Performance of Population Pharmacokinetic Models in Predicting Polymyxin B Exposures.
Vincent H Tam, Lawrence S Lee, Tat-Ming Ng, Tze-Peng Lim, Benjamin P Z Cherng, Hafeez Adewusi, Kim H Hee, Ying Ding, Shimin Jasmine Chung, Li-Min Ling, Piotr Chlebicki, Andrea L H Kwa, David C Lye
Author Information
Vincent H Tam: University of Houston, Houston, TX 77204, USA. ORCID
Lawrence S Lee: National Centre for Infectious Diseases, Singapore 308442, Singapore.
Tat-Ming Ng: Tan Tock Seng Hospital, Singapore 308433, Singapore.
Tze-Peng Lim: Singapore General Hospital, Singapore 169608, Singapore. ORCID
Benjamin P Z Cherng: Singapore General Hospital, Singapore 169608, Singapore.
Hafeez Adewusi: University of Houston, Houston, TX 77204, USA.
Kim H Hee: Yong Loo Lin School of Medicine, National University of Singapore, Singapore 117597, Singapore.
Ying Ding: National Centre for Infectious Diseases, Singapore 308442, Singapore.
Shimin Jasmine Chung: Singapore General Hospital, Singapore 169608, Singapore.
Li-Min Ling: National Centre for Infectious Diseases, Singapore 308442, Singapore.
Piotr Chlebicki: Singapore General Hospital, Singapore 169608, Singapore.
Andrea L H Kwa: Singapore General Hospital, Singapore 169608, Singapore.
David C Lye: National Centre for Infectious Diseases, Singapore 308442, Singapore.

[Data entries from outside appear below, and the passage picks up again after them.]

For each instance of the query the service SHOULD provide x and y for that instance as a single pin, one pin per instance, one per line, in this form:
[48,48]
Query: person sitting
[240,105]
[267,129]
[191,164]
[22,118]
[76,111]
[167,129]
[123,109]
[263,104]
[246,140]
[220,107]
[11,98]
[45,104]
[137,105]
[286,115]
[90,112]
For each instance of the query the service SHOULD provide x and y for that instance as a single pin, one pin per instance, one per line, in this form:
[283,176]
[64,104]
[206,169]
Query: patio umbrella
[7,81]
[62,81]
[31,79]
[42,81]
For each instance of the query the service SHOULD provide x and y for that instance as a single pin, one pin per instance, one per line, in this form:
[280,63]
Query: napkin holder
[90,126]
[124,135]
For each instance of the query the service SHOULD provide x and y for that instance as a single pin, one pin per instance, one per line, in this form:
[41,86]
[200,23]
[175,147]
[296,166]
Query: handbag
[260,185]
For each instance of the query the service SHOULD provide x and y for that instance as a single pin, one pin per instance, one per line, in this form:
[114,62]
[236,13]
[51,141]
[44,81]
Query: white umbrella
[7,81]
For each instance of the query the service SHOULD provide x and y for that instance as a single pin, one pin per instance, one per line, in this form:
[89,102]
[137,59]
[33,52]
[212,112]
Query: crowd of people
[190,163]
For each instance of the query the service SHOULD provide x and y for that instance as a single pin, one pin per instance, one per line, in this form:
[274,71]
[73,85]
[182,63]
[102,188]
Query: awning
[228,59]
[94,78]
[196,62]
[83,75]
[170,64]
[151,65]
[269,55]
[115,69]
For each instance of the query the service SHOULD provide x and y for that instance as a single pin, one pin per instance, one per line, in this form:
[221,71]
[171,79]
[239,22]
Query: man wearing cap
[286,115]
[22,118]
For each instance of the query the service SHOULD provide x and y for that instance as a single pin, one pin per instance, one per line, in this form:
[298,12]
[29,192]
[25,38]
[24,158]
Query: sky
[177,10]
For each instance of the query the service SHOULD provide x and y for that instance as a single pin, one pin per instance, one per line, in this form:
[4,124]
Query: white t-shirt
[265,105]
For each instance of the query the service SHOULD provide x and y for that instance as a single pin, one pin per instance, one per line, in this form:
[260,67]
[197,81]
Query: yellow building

Polymyxin B is the last line of defense in treating multidrug-resistant gram-negative bacterial infections. Dosing of polymyxin B is currently based on total body weight, and a substantial intersubject variability has been reported. We evaluated the performance of different population pharmacokinetic models to predict polymyxin B exposures observed in individual patients. In a prospective observational study, standard dosing (mean 2.5 mg/kg daily) was administered in 13 adult patients. Serial blood samples were obtained at steady state, and plasma polymyxin B concentrations were determined by a validated liquid chromatography tandem mass spectrometry (LC-MS/MS) method. The best-fit estimates of clearance and daily doses were used to derive the observed area under the curve (AUC) in concentration-time profiles. For comparison, 5 different population pharmacokinetic models of polymyxin B were conditioned using patient-specific dosing and demographic (if applicable) variables to predict polymyxin B AUC of the same patient. The predictive performance of the models was assessed by the coefficient of correlation, bias, and precision. The correlations between observed and predicted AUC in all 5 models examined were poor (r < 0.2). Nonetheless, the models were reasonable in capturing AUC variability in the patient population. Therapeutic drug monitoring currently remains the only viable approach to individualized dosing.